Un duo d’auteurs et artistes se partageant écriture, dessins et colorisations, quasiment inséparables depuis leurs débuts à la fin des années 80 au sein de la mythique revue (à suivre). Un rêve pour tout deux surtout que cette première série, publiée en album deux ans plus tard, a immédiatement connue un joli succès, entrant rapidement dans la grande gamme des classiques de la BD moderne. Cette dernière c’est bien entendu Congo 40, une évocation inédite pour l’époque du fameux Congo belge, loin très loin des péripéties de Tintin, où l’on scrutait enfin la triste réalité de cette colonie si souvent idéalisée. En 1940, le pays est encore totalement sous le joug des occidentaux, bien heureux d’ailleurs de venir s’y planquer alors que la Seconde Guerre Mondiale fait rage, et subit constamment leur condescendance paternaliste, leur politique iconique dévastatrice et un pseudo esclavagisme auquel il ne manque que le nom. Dans le cadre refermé d’une petite communauté tranquillement installée dans ses privilèges le simple retour d’une jeune femme sur le domaine de son grand père va peu à peu raviver quelques souvenirs honteux et faire affleurer le véritable visage d’un microcosme sordide, bien entendu raciste, mais aussi misogyne et relativement pervers. Un thriller moite et trouble capturant à merveille la réalité de l’époque, l’ambiguïté constante de ces bons blancs (en particulier envers les femmes noires) et évoquant avec une certaine finesse les abus et mauvais comportements de seigneurs qui ne feront qu’attiser une révolution qui aura lieu bien des années plus tard dans la violence et le sang. Comme un récit de fin d’un monde, un drame aux airs d’enquête dont le protagoniste principal, l’ancien gigolo Vincent devenu alcoolique et à ses heures détective ne semble jamais totalement comprendre la portée, ni même la profonde vérité.
Terres indomptées
Publié 20 ans plus tard et accolé ici, Fleurs d’ébène semble avoir été conçu pour lui répondre et le prolonger. Il s’agit cette fois-ci d’une véritable trame policière, mais dans un Congo clairement au bord de la rupture en 1960 (là aussi 20 ans plus tard) et dont la découverte d’un corps, un militant indépendantiste noir, risque de mettre le feu aux poudres. Alors que la mainmise sur le pays par la Belgique devient de plus en plus compliquée jour après jour, le vieux monde s’accroche comme il peut à ses certitudes et tente d’extraire les dernières richesses d’un pays exsangue. Si l’affaire en elle-même est cousue de fil blanc, avec ses semi-révélations politiques et ses échos d’un complot relativement lamentable, c’est surtout le témoignage d’une époque, d’un temps et d’un lieu, qui séduit à la lecture. Une certaine nonchalance assénée par la chaleur des quartiers et des paysages, l’étrange relation que tisse, même les belges les mieux attentionnés voir « amoureux de l’Afrique », avec les vrais africains : Warnauts et Raives font revivre encore une fois une page peu glorieuse de leur pays, mais avec toujours une passion palpable pour le vrai Congo, son peuple, ses couleurs… et ses femmes. D’ailleurs glissé en fin d’album le Congo Blanc de quelques pages tirés de l’ancien recueil Équatoriales, décrit à nouveau une histoire d’amour entre un blanc et une femme noire, ce dernier hésitant entre retourner au pays avec sa femme et ses enfants ou rester sur cette terre suaves, envoutantes et charnelles comme sa maitresse.

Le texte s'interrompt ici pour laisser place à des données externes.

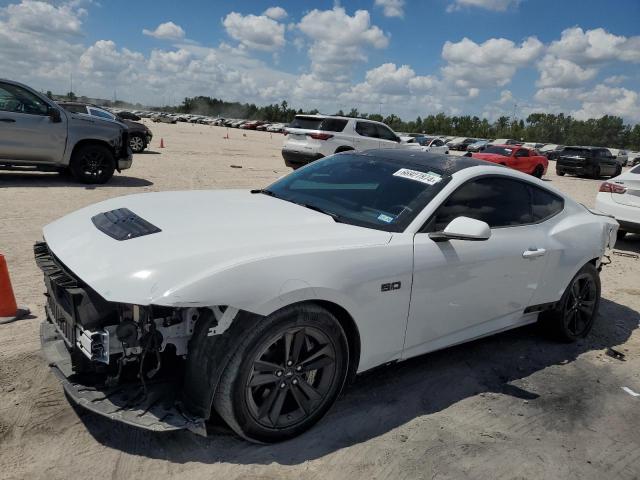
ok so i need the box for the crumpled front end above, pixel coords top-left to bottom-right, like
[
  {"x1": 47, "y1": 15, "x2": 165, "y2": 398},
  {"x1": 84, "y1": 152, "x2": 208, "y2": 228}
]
[{"x1": 35, "y1": 241, "x2": 210, "y2": 434}]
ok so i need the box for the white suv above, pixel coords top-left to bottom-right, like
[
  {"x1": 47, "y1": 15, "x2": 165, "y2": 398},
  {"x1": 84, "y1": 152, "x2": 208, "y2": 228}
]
[{"x1": 282, "y1": 115, "x2": 405, "y2": 169}]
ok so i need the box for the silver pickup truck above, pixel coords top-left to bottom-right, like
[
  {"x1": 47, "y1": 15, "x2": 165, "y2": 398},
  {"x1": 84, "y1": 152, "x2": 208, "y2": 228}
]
[{"x1": 0, "y1": 79, "x2": 132, "y2": 184}]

D’une histoire à l’autre, on note aussi clairement une grande amélioration graphique assez logique avec un trait plus assuré, plus constant et une colorisation aquarelle beaucoup plus fine et fouillée, avec une approche réaliste, aux contours de carnets de voyages, dont les rives africaines et les femmes, sublimes, sortent toujours victorieuses.